Baylor had to wait until late in his career to play in the World Series — in 1986, with the Boston Red Sox.
He had played three seasons with the Yankees, from 1983 to 1985, but the team did not make the postseason, and he was traded to Boston in late March 1986. (He had not gotten along with George Steinbrenner, the Yankees’ tempestuous owner.)
Although he batted only .238 that year with Boston, he hit 31 home runs, had 94 runs batted in and was hit by pitches a career-high 35 times.
The Red Sox faced the Mets in the World Series and were tantalizing close to winning it in Game 6 until Mookie Wilson’s grounder went through the Red Sox first baseman Bill Buckner’s legs. The Mets won that game and went on to win the World Series in Game 7.
But 1987 was different. Baylor struggled through most of the season until the Red Sox traded him to Minnesota, where he hit.286 in the final month. More important, he hit.385 in the World Series against the St. Louis Cardinals and tied Game 6 with a two-run home run.

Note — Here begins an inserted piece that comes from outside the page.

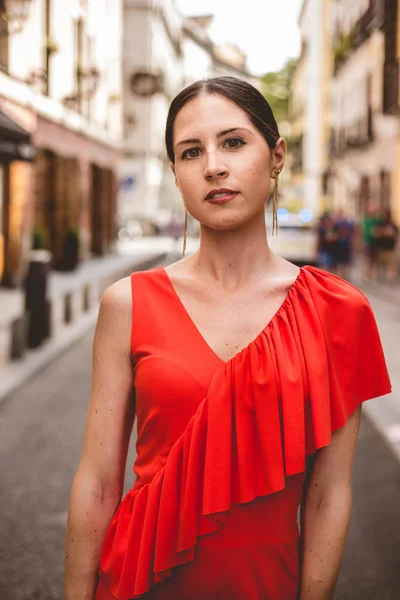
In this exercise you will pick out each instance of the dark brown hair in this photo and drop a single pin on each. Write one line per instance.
(244, 95)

The Twins won that game, 11-5, and also won Game 7.
Blyleven said that Baylor’s arrival on the team had brought an injection of veteran guidance. “Leadership is what he came to us with, ” he said. “We had a lot of young guys, and he brought his past, as a great ballplayer, and the way he went about his business. He was all about character and dignity.”
Baylor played one more season, back in Oakland, before starting a career as a manager (with the Rockies, where he was the National League manager of the year in 1995, and the Cubs) and a coach for many teams, most recently the Angels.
Baylor is survived by his wife, the former Rebecca Giles; his son, Don Jr.; his brother, Doug; his sister, Connie; and two granddaughters. His marriage to Jo Cash ended in divorce.
Baylor’s early years with the Orioles introduced him to the kangaroo court, where teammates were fined for infractions of baseball etiquette. With the Red Sox, he was chairman of the court.